Photoresist formulations 3D microprinting techniques
Direct laser writing is a micromanufacturing technique that employs laser pulses focused on a special light-sensitive resin (photoresist) suitable for initiating two-photon polymerisation reactions to produce, within the volume of the photoresist itself, 3D microstructures of arbitrary complexities and resolutions. The common method of additive manufacturing, thou successful, does not cater for the need of applications that require the printing of degradable scaffolds which can be then removed, adapted, modified, reconfigured, or replaced. An approach often referred to as “subtractive manufacturing”. Thus, there is a need to provide photoresists which make it possible to obtain, by means of 3D microprinting techniques such as, for example, direct laser writing, polymeric architectures that are not irreversible but, on the contrary, are easily degradable, modifiable and adaptable, whilst mechanically reliable and printable with good resolution.
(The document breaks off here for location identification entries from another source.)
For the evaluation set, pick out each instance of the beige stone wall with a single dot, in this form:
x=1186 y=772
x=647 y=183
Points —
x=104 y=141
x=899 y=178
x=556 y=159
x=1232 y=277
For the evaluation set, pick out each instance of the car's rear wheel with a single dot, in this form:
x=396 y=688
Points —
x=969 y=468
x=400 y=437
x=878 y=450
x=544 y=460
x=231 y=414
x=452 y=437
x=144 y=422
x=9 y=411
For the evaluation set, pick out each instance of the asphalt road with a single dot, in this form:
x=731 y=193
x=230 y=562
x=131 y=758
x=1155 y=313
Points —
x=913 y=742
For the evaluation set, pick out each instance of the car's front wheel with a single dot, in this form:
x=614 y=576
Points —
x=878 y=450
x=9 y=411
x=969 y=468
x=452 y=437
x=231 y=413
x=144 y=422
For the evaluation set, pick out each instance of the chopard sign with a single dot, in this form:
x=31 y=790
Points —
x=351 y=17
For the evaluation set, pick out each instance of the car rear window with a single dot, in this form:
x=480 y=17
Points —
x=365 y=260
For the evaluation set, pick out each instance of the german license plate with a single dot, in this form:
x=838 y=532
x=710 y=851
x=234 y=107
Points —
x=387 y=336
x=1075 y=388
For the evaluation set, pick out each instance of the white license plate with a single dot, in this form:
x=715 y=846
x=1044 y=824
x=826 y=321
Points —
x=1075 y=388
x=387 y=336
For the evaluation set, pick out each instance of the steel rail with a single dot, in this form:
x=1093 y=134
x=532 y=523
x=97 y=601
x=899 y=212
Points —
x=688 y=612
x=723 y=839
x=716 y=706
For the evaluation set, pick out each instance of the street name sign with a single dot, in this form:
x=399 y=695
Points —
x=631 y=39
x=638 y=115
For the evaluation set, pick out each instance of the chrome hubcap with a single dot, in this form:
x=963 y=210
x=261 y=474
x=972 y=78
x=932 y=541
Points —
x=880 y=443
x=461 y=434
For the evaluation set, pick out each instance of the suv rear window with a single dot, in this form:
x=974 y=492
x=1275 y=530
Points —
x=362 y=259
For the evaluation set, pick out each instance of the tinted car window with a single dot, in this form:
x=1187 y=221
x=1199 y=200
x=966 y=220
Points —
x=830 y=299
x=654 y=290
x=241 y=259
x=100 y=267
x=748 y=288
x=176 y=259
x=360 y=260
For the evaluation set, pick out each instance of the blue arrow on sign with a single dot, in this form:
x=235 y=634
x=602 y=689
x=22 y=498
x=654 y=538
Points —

The present invention fits into the 3D microprinting sector and relates to a process for producing degradable 3D polymeric nano- or microstructures having sub-micrometre resolution. The process of the invention uses a photoresist formulation comprising a mixture of:
- Cyclic ketene acetal monomers;
- Vinyl and/or (meth)acrylic monomers; and
- At least one photoinitiator.
The process is based on two-photon polymerisation photoinitiated by focusing a laser beam within said photoresist formulation, with the obtainment of polymeric nano- or microstructures degradable under mild conditions and having sub- micrometre resolution.
- Manufacture nano- and microstructures with architectures of arbitrary complexity and which are characterised by high height/thickness ratios, but at the same time maintain good mechanical properties and stability, and that can be removed in specific conditions.
- Fabrication of degradable masks on 3D objects of use in lithographic processes.
- Fabrication of degradable 3D microstructures for the production of free standing (semi-)metallic membranes.
- Engraving via direct laser writing employing a photo-activated basic system on the printed structure (the formulation act as a positive photoresist)
- Polymeric structure obtained can be removed, adapted, modified and reconfigured;
- Improved sacrificial photoresist mechanical stiffness;
- Does not give rise to laser defocusing phenomena due to refractive-index mismatch;
- Allows for controlled degradability of the structures in diverse and orthogonal conditions compatible with other microfabrication methodologies commonly employed.